Valine (symbol Val or V) is an α-amino acid that is used in the biosynthesis of proteins. It contains an α-amino group (which is in the protonated −NH_{3}^{+} form under biological conditions), an α-carboxylic acid group (which is in the deprotonated −COO^{−} form under biological conditions), and a side chain isopropyl group, making it a non-polar aliphatic amino acid. Valine is essential in humans, meaning the body cannot synthesize it; it must be obtained from dietary sources which are foods that contain proteins, such as meats, dairy products, soy products, beans and legumes. It is encoded by all codons starting with GU (GUU, GUC, GUA, and GUG).

==History and etymology==
Valine was first isolated from casein in 1901 by Hermann Emil Fischer. The name valine comes from its structural similarity to valeric acid, which in turn is named after the plant valerian due to the presence of the acid in the roots of the plant.

==Nomenclature==
According to IUPAC, carbon atoms forming valine are numbered sequentially starting from 1 denoting the carboxyl carbon, whereas 4 and 4' denote the two terminal methyl carbons.

==Metabolism==
===Source and biosynthesis===
Valine, like other branched-chain amino acids, is synthesized by bacteria and plants, but not by animals. It is therefore an essential amino acid in animals, and needs to be present in the diet. Adult humans require about 24 mg/kg body weight daily. It is synthesized in plants and bacteria via several steps starting from pyruvic acid. The initial part of the pathway also leads to leucine. The intermediate α-ketoisovalerate undergoes reductive amination with glutamate. Enzymes involved in this biosynthesis include:
1. Acetolactate synthase (also known as acetohydroxy acid synthase)
2. Acetohydroxy acid isomeroreductase
3. Dihydroxyacid dehydratase
4. Valine aminotransferase

=== Degradation ===
Like other branched-chain amino acids, the catabolism of valine starts with the removal of the amino group by transamination, giving alpha-ketoisovalerate, an alpha-keto acid, which is converted to isobutyryl-CoA through oxidative decarboxylation by the branched-chain α-ketoacid dehydrogenase complex. This is further oxidised and rearranged to succinyl-CoA, which can enter the citric acid cycle and provide direct fuel in muscle tissue.

==Synthesis==
Racemic valine can be synthesized by bromination of isovaleric acid followed by amination of the α-bromo derivative.
HO2CCH2CH(CH3)2 + Br2 → HO2CCHBrCH(CH3)2 + HBr
HO2CCHBrCH(CH3)2 + 2 NH3 → HO2CCH(NH2)CH(CH3)2 + NH4Br

== Medical significance ==

=== Metabolic diseases ===
The degradation of valine is impaired in the following metabolic diseases:

- Combined malonic and methylmalonic aciduria (CMAMMA)
- Maple syrup urine disease (MSUD)
- Methylmalonic acidemia
- Propionic acidemia

=== Insulin resistance ===
Lower levels of serum valine, like other branched-chain amino acids, are associated with weight loss and decreased insulin resistance: higher levels of valine are observed in the blood of diabetic mice, rats, and humans. Mice fed a BCAA-deprived diet for one day had improved insulin sensitivity, and feeding of a valine-deprived diet for one week significantly decreases blood glucose levels. In diet-induced obese and insulin resistant mice, a diet with decreased levels of valine and the other branched-chain amino acids resulted in a rapid reversal of the adiposity and an improvement in glucose-level control. The valine catabolite 3-hydroxyisobutyrate promotes insulin resistance in mice by stimulating fatty acid uptake into muscle and lipid accumulation. In mice, a BCAA-restricted diet decreased fasting blood glucose levels and improved body composition.

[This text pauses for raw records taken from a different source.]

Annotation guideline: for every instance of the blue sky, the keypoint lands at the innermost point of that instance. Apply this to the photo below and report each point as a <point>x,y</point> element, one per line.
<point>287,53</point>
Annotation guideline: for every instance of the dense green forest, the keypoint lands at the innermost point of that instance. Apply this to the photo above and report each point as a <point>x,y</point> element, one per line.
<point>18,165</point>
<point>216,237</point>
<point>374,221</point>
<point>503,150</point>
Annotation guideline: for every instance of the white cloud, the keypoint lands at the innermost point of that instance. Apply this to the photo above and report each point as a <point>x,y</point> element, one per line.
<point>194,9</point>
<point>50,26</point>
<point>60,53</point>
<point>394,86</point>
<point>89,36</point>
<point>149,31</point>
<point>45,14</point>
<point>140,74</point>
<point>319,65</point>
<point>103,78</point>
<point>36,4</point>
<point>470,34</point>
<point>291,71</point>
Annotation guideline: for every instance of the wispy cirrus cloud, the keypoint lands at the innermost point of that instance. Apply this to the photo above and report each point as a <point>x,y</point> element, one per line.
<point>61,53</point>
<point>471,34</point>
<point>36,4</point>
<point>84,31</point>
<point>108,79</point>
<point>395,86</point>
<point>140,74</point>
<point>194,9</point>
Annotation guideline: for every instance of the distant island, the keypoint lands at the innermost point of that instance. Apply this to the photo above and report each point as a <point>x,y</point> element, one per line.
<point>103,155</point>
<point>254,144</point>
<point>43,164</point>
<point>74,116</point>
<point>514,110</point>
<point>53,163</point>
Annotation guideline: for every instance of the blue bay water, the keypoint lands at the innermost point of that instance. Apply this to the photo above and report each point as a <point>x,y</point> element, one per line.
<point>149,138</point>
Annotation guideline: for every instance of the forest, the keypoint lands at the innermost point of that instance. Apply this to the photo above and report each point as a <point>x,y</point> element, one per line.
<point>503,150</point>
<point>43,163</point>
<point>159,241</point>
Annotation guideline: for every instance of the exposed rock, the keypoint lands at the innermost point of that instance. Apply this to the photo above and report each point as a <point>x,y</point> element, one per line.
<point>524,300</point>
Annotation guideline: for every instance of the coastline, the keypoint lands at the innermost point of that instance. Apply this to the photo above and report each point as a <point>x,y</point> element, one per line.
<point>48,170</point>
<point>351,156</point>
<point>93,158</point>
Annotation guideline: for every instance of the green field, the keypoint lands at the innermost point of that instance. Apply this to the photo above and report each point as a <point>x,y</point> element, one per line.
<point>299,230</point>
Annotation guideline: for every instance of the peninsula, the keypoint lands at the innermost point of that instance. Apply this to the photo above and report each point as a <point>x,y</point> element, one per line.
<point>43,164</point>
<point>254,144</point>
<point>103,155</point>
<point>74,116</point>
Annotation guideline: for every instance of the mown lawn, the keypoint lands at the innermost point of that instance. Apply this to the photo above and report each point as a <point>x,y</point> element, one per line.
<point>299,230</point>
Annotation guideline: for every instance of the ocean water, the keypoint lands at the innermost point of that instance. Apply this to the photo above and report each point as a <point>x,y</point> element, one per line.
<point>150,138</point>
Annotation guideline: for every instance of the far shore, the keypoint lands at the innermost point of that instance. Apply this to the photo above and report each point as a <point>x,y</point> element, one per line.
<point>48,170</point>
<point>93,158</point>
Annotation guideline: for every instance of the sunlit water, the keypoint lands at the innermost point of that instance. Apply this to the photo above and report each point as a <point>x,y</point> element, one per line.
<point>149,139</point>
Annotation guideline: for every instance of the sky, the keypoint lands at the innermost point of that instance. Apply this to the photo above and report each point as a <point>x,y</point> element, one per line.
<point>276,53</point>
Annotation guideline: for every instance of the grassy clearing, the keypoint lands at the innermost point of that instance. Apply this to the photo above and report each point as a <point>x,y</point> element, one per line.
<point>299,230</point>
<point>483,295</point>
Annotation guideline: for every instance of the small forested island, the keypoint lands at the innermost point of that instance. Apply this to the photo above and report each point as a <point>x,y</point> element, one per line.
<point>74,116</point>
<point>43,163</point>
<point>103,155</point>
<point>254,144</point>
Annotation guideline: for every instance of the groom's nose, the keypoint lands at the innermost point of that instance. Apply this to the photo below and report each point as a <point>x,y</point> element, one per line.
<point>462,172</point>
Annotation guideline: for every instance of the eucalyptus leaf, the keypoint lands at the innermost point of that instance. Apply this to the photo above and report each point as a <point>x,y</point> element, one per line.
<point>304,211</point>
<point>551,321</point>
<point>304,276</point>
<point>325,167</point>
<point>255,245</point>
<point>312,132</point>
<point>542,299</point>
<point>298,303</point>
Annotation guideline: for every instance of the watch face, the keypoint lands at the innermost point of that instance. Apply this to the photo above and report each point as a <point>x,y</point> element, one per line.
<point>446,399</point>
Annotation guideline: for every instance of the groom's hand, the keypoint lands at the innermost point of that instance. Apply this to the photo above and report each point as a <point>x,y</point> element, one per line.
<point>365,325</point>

=== Hematopoietic stem cells ===
Dietary valine is essential for hematopoietic stem cell (HSC) self-renewal, as demonstrated by experiments in mice. Dietary valine restriction selectively depletes long-term repopulating HSC in mouse bone marrow. Successful stem cell transplantation was achieved in mice without irradiation after 3 weeks on a valine restricted diet. Long-term survival of the transplanted mice was achieved when valine was returned to the diet gradually over a 2-week period to avoid refeeding syndrome.